Decommissioned cooling towers sit behind power lines at the Three Mile Island nuclear power plant in Middletown, Pennsylvania, on March 18, 2011.

Photographer: Andrew Harrer/Bloomberg

As Exelon Corp. shutters some of its nuclear reactors and keeps others running amid competition from cheap natural gas, its most notorious plant remains in limbo: Three Mile Island.

Exelon is considering steps that might stem losses at the Pennsylvania power station, Chief Executive Officer Chris Crane said in an interview Wednesday. Three Mile Island failed to win contracts in the last two regional auctions for electric generating capacity. The plant has had only one reactor operating since 1979, when Unit 2 partially melted down during the worst accident in the history of U.S. commercial nuclear energy.

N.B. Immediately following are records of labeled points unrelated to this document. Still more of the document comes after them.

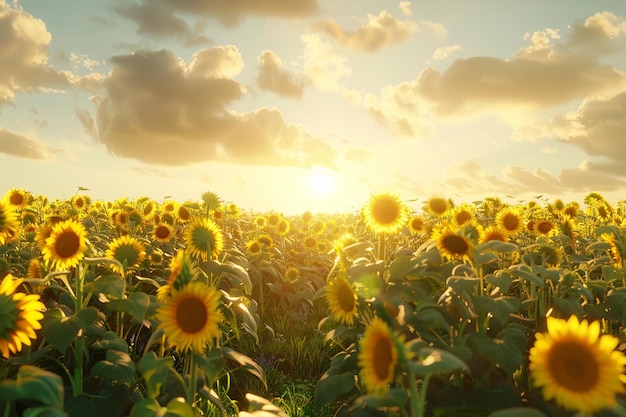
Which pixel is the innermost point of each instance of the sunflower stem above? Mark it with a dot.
(191, 387)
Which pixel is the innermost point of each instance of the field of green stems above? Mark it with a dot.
(198, 308)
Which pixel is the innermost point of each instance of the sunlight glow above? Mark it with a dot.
(321, 181)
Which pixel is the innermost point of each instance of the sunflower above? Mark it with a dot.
(385, 213)
(509, 221)
(162, 233)
(310, 243)
(260, 221)
(492, 233)
(283, 227)
(8, 222)
(254, 247)
(190, 316)
(19, 316)
(66, 245)
(463, 214)
(377, 357)
(182, 214)
(576, 366)
(204, 239)
(17, 198)
(342, 300)
(129, 251)
(452, 244)
(544, 227)
(437, 206)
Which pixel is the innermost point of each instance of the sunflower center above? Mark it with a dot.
(126, 253)
(510, 221)
(382, 355)
(438, 205)
(463, 217)
(573, 366)
(455, 244)
(67, 244)
(544, 227)
(16, 199)
(203, 239)
(385, 211)
(162, 232)
(345, 297)
(191, 315)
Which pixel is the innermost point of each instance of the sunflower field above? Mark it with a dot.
(148, 309)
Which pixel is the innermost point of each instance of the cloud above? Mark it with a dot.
(161, 18)
(24, 59)
(159, 110)
(597, 127)
(15, 144)
(547, 73)
(274, 77)
(445, 51)
(378, 32)
(155, 19)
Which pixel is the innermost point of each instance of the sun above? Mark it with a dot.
(322, 181)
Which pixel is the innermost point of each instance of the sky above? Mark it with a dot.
(295, 105)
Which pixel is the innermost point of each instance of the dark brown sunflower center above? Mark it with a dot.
(544, 227)
(455, 244)
(510, 221)
(438, 205)
(191, 315)
(382, 358)
(345, 297)
(385, 211)
(67, 244)
(16, 199)
(463, 217)
(126, 253)
(162, 232)
(573, 366)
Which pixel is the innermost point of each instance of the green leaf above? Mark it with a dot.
(500, 308)
(112, 401)
(34, 383)
(503, 280)
(154, 370)
(110, 341)
(505, 350)
(518, 412)
(462, 284)
(432, 360)
(245, 362)
(135, 305)
(395, 397)
(148, 407)
(331, 386)
(524, 273)
(113, 286)
(212, 363)
(118, 366)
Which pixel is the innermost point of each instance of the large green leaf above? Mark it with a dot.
(32, 382)
(500, 308)
(118, 366)
(432, 360)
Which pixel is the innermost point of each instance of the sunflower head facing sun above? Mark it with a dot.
(204, 239)
(576, 366)
(385, 213)
(66, 244)
(379, 350)
(190, 317)
(19, 318)
(128, 250)
(342, 300)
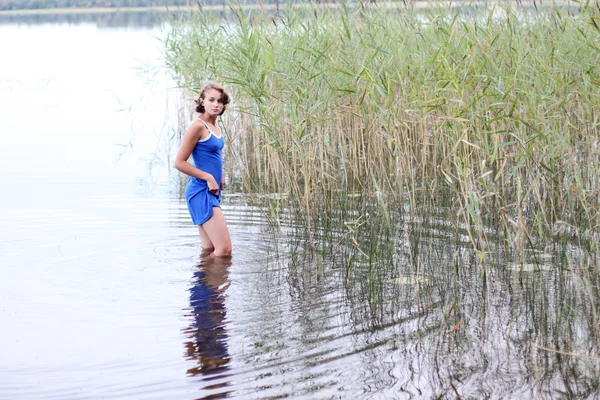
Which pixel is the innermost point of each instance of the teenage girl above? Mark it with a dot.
(203, 140)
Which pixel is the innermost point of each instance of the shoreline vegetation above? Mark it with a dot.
(420, 4)
(489, 107)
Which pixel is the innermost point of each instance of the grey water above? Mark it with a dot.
(104, 293)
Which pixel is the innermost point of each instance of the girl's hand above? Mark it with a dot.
(213, 187)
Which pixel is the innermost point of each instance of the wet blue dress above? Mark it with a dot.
(207, 157)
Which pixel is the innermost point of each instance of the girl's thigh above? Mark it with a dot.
(217, 232)
(207, 245)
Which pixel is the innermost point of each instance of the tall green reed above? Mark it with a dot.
(496, 107)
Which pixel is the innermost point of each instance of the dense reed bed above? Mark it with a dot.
(433, 157)
(492, 105)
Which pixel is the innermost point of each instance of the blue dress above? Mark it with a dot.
(207, 157)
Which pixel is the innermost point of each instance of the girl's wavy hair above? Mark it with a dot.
(211, 85)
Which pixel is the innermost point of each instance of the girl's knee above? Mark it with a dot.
(223, 251)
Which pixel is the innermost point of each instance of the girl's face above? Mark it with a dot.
(212, 102)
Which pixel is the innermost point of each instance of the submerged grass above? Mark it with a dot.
(493, 105)
(427, 154)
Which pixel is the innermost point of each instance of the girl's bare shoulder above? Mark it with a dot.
(197, 129)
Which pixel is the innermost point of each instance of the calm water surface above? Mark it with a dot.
(103, 292)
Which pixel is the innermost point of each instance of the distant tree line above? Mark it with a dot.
(41, 4)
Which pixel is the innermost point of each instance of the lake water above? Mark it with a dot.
(103, 292)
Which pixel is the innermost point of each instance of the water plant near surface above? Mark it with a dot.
(496, 106)
(429, 155)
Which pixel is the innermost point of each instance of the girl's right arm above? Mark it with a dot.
(194, 133)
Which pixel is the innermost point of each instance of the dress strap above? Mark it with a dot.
(208, 127)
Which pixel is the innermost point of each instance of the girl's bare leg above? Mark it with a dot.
(218, 234)
(207, 246)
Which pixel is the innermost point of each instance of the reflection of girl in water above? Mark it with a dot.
(207, 333)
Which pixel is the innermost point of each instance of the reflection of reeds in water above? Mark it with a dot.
(428, 153)
(207, 334)
(422, 292)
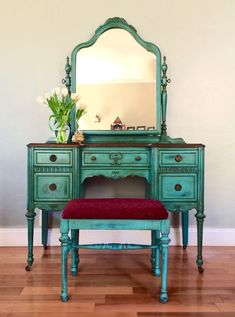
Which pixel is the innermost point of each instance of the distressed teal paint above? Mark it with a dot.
(184, 229)
(160, 228)
(45, 216)
(159, 165)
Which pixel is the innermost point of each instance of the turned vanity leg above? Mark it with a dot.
(30, 219)
(45, 216)
(155, 235)
(164, 247)
(64, 239)
(184, 221)
(200, 219)
(75, 255)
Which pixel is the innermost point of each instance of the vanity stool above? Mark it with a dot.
(115, 214)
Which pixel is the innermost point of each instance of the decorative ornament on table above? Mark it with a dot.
(118, 125)
(78, 137)
(61, 105)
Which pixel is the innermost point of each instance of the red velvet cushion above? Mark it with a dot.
(114, 208)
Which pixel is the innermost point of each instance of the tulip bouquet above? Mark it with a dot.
(61, 105)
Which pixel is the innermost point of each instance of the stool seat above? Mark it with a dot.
(115, 208)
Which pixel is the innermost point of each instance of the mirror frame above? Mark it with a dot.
(120, 23)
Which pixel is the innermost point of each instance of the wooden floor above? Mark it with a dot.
(117, 284)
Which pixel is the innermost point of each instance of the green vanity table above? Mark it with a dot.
(173, 169)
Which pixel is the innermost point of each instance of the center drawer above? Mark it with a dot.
(52, 187)
(115, 158)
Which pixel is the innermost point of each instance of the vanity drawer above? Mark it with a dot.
(178, 157)
(52, 157)
(174, 187)
(51, 187)
(115, 158)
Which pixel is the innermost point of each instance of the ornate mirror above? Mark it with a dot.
(118, 75)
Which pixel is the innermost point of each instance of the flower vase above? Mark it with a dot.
(62, 134)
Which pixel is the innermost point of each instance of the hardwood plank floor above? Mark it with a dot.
(118, 284)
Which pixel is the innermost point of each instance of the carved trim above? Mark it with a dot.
(115, 20)
(115, 246)
(52, 169)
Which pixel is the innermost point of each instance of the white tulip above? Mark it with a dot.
(82, 106)
(55, 91)
(40, 100)
(64, 92)
(74, 96)
(47, 95)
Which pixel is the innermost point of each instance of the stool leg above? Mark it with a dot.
(75, 255)
(155, 253)
(64, 229)
(164, 247)
(30, 219)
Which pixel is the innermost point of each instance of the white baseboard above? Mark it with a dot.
(211, 236)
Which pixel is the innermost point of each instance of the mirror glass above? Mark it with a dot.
(116, 77)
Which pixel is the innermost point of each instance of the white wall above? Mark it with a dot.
(196, 35)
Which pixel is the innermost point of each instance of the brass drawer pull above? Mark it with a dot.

Exelon’s fleet of nuclear plants, the nation’s largest, have come under competitive pressure from renewable energy and a flood of natural gas from shale formations. The gas glut has sent prices for the fuel tumbling, pummeling nuclear generators amid weak demand and rising operational costs.

“We hope something comes to fruition before more plants get shut down,” Crane said Wednesday at the company’s analyst day in Philadelphia.

The company plans to close the Clinton and Quad Cities plants in Illinois after they lost $800 million over the past seven years and state lawmakers failed to pass legislation to raise the reactors’ revenue. While the process of closing the plants has begun, the decision could be reversed as late as December if a bill is passed. Lawmakers are scheduled to meet for six days after this year’s election, Crane said.

Exelon will keep two of its New York plants operating and buy a third from Entergy Corp. after state regulators approved nuclear subsidies totaling about $500 million year, the company said earlier this month. The financial aid is based in part on the U.S. government’s estimate of the social cost of heat-trapping carbon dioxide emissions, a formula that might be applied in other states or in wholesale power markets, Crane said.